When we started planning our journal in autumn 2022, we knew translation would be an important part of the mix but we didn’t quite realise to what extent. By the time we wrote our first editorial  in May 2023, we were saying that

“If it’s true, as many claim, that all writing is a form of translation, writing in Maltese is translation in an even more obvious way.

For many reasons, not least a long history of colonisation and the fact that Maltese is spoken by just over half a million people, most Maltese writers will have done most of their reading in English (and Italian, French, German, etc, but mostly English) so  the process of writing becomes a struggle to express in Maltese ideas that they’ve always thought about in English.

This is, of course, particularly the case in essays, when dealing with concepts from contemporary philosophy, or cultural theory, which our contributors very often have only ever read in English. (Very few works of philosophy have been translated into Maltese, and almost none of them is a work of contemporary thought.)

In the editorial process, together with our writers, we often have to choose between borrowing a word, forcing a neologism, paraphrasing it, resurrecting an archaic term, stretching the meaning of an existing one, and so on. These are the shims and stratagems that any translator is familiar with. And, rather than trying to hide this process, we have sought to incorporate it into our journal’s style and “show the struggle”. This does not apply only to theoretical subjects. In his transition memoir, “Qarn”, Romeo Roxman Gatt frequently runs out of Maltese vocabulary. “It is quite recently that I started thinking about who I am and what I am in relation to my mother tongue  —  Maltese. I was afraid to seriously confront my sexuality and gender when I lived in Malta.

Otherness. In Maltese it is difficult to translate it with one word; I have to give the meaning instead: that quality which emphasises the difference. For now I will say it in English: Otherness. I would like to find it in Maltese since it is used so much in the texts I work with. Maybe ‘alterità’? Or is that ‘alterity’?

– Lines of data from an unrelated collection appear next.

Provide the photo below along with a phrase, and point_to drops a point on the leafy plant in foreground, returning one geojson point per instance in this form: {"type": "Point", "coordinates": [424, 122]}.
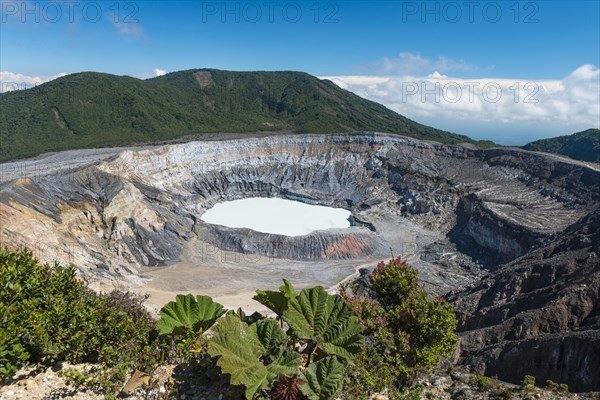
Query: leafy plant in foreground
{"type": "Point", "coordinates": [307, 360]}
{"type": "Point", "coordinates": [47, 315]}
{"type": "Point", "coordinates": [406, 331]}
{"type": "Point", "coordinates": [187, 318]}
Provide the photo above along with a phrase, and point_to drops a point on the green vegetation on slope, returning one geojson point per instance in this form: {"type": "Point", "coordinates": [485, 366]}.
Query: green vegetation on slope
{"type": "Point", "coordinates": [314, 349]}
{"type": "Point", "coordinates": [584, 146]}
{"type": "Point", "coordinates": [88, 110]}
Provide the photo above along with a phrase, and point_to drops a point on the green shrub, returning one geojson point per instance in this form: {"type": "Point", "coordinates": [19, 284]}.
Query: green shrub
{"type": "Point", "coordinates": [50, 316]}
{"type": "Point", "coordinates": [528, 382]}
{"type": "Point", "coordinates": [406, 330]}
{"type": "Point", "coordinates": [306, 360]}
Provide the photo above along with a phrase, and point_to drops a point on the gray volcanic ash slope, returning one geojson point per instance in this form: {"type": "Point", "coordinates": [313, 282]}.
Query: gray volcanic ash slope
{"type": "Point", "coordinates": [540, 313]}
{"type": "Point", "coordinates": [528, 220]}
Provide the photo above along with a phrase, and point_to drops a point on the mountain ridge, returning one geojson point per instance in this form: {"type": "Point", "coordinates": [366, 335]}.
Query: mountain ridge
{"type": "Point", "coordinates": [583, 146]}
{"type": "Point", "coordinates": [91, 109]}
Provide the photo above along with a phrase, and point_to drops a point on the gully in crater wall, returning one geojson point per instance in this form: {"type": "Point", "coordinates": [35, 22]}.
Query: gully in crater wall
{"type": "Point", "coordinates": [142, 207]}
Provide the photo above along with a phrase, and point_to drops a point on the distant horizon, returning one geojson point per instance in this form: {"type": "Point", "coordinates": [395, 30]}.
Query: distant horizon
{"type": "Point", "coordinates": [518, 139]}
{"type": "Point", "coordinates": [511, 72]}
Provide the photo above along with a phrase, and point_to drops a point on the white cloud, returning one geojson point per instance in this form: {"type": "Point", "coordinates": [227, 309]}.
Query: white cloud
{"type": "Point", "coordinates": [10, 81]}
{"type": "Point", "coordinates": [130, 29]}
{"type": "Point", "coordinates": [413, 63]}
{"type": "Point", "coordinates": [560, 106]}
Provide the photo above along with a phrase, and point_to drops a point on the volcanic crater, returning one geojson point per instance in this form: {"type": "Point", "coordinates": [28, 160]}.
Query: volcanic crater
{"type": "Point", "coordinates": [132, 216]}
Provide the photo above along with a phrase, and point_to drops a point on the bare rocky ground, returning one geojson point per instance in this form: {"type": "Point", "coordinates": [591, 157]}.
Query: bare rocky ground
{"type": "Point", "coordinates": [168, 383]}
{"type": "Point", "coordinates": [484, 224]}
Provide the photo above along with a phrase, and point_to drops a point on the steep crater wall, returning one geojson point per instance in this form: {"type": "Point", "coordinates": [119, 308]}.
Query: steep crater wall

Sometimes, we try to see if we can gain more intimate access to a term by exploiting the affinity of Maltese with both Semitic and Romance languages. This is also a little act of decolonisation that refuses to see the world always and only through the prism of the English language. 

In October of 2023 we had an event at the Malta Book Festival called “Kif Tgħidha f’Qalbek” [How You Say It to Yourself] in which Kurt Borg, Davinia Hamilton and Omar N’Shea discussed the difficulties (and unexpected delights) of trying to incorporate certain specialist terminology in their essays in Maltese.

Following this event, some of our contributors became involved in a work group to discuss the translation of certain terms into Maltese by means of a written conversation using online documents shared privately. The project is called “Il-Kliem fit-Teorija” [Words in Theory] and the entries for these terms are regularly updated, and new terms added. Periodically, we publish “snapshots” of these conversations on our site.